Support InternLM3 Dense 8B Model #6640

hhaAndroid · 2025-01-14T09:15:17Z

Support InternLM3 Dense 8B Model.

Create a new file examples/train_full/internlm3_full_sft.yaml with the following content:

### model
model_name_or_path: internlm/internlm3-8b-instruct
trust_remote_code: true

### method
stage: sft
do_train: true
finetuning_type: full
deepspeed: examples/deepspeed/ds_z3_config.json  # choices: [ds_z0_config.json, ds_z2_config.json, ds_z3_config.json]

### dataset
dataset: alpaca_en,alpaca_zh
template: intern3
cutoff_len: 4096
max_samples: 10000
overwrite_cache: true
preprocessing_num_workers: 16

### output
output_dir: saves/interlm3/full/sft
logging_steps: 10
save_steps: 500
plot_loss: true
overwrite_output_dir: true

### train
per_device_train_batch_size: 1
gradient_accumulation_steps: 1
learning_rate: 1.0e-6
num_train_epochs: 1.0
lr_scheduler_type: cosine
warmup_ratio: 0.1
bf16: true
ddp_timeout: 180000000

### eval
val_size: 0.1
per_device_eval_batch_size: 1
eval_strategy: steps
eval_steps: 5000000000

# 1 gpu
DISABLE_VERSION_CHECK=1 llamafactory-cli train examples/train_full/internlm3_full_sft.yaml
# 1 node
DISABLE_VERSION_CHECK=1 FORCE_TORCHRUN=1 llamafactory-cli train examples/train_full/internlm3_full_sft.yaml

Note: Internlm3 dense 8b only supports transformers==4.47.1 for now, it is necessary to specify DISABLE_VERSION_CHECK=1.

hiyouga

Thanks for your nice integration, we have left a comment about the template class, could you please resolve it?
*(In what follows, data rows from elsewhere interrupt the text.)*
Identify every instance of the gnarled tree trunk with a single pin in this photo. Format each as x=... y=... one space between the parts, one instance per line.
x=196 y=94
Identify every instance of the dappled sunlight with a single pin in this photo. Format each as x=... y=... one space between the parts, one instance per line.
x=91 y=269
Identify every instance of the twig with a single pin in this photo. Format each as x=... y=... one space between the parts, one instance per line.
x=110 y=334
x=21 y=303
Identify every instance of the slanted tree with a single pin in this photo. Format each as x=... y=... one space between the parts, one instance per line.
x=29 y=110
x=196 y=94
src/llamafactory/data/template.py

hhaAndroid · 2025-01-14T09:43:39Z

@hiyouga Hello, Why is it no longer necessary to specify efficient_eos=True? and Is there a suitable place to inform users that they must use version 4.47.1? Thank you.

hiyouga

LGTM

hiyouga · 2025-01-14T09:51:57Z

@hiyouga Hello, Why is it no longer necessary to specify efficient_eos=True? and Is there a suitable place to inform users that they must use version 4.47.1? Thank you.
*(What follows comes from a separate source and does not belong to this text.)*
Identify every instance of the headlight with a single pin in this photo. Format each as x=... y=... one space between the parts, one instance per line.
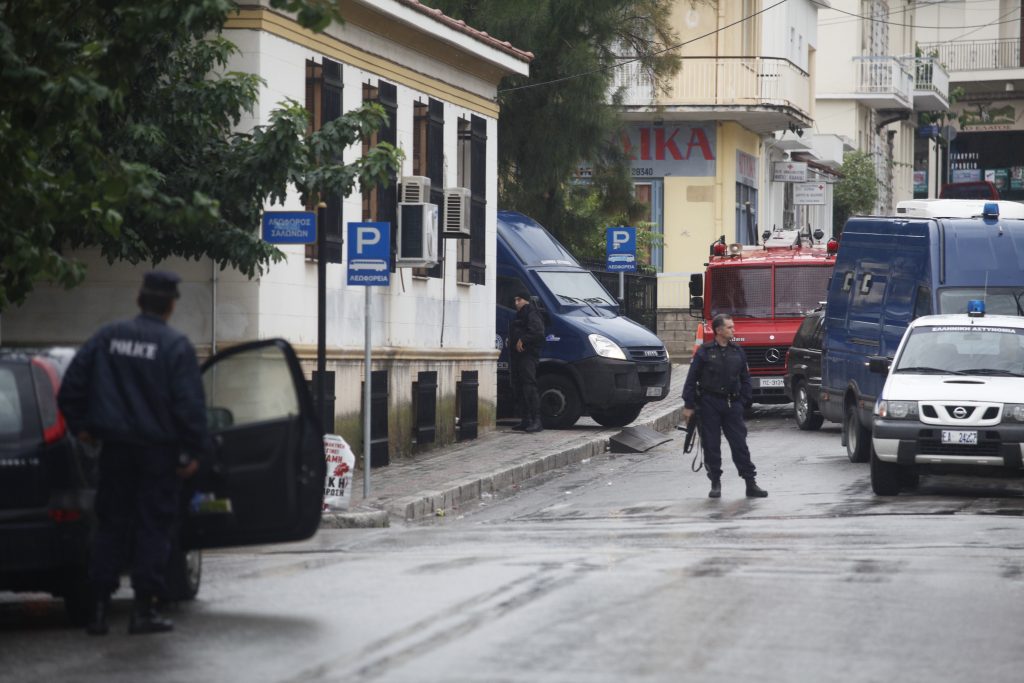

@hhaAndroid The refactored template does not need to change the eos token, instead it uses format_assistant to properly apply chat template.
To notify users to use the newer version, we can let the framework print a warning message in the patcher like

from ..extras.packages import is_transformers_version_greater_than

if getattr(config, "model_type", None) == "internlm3" and not is_transformers_version_greater_than("4.47.1"):
    logger.warning_rank0_once("InternLM3 model requires transformers >= 4.47.1, please upgrade it.")

Or raise an exception:

if getattr(config, "model_type", None) == "internlm3" and not is_transformers_version_greater_than("4.47.1"):
    raise RuntimeError("InternLM3 model requires transformers >= 4.47.1, please upgrade it.")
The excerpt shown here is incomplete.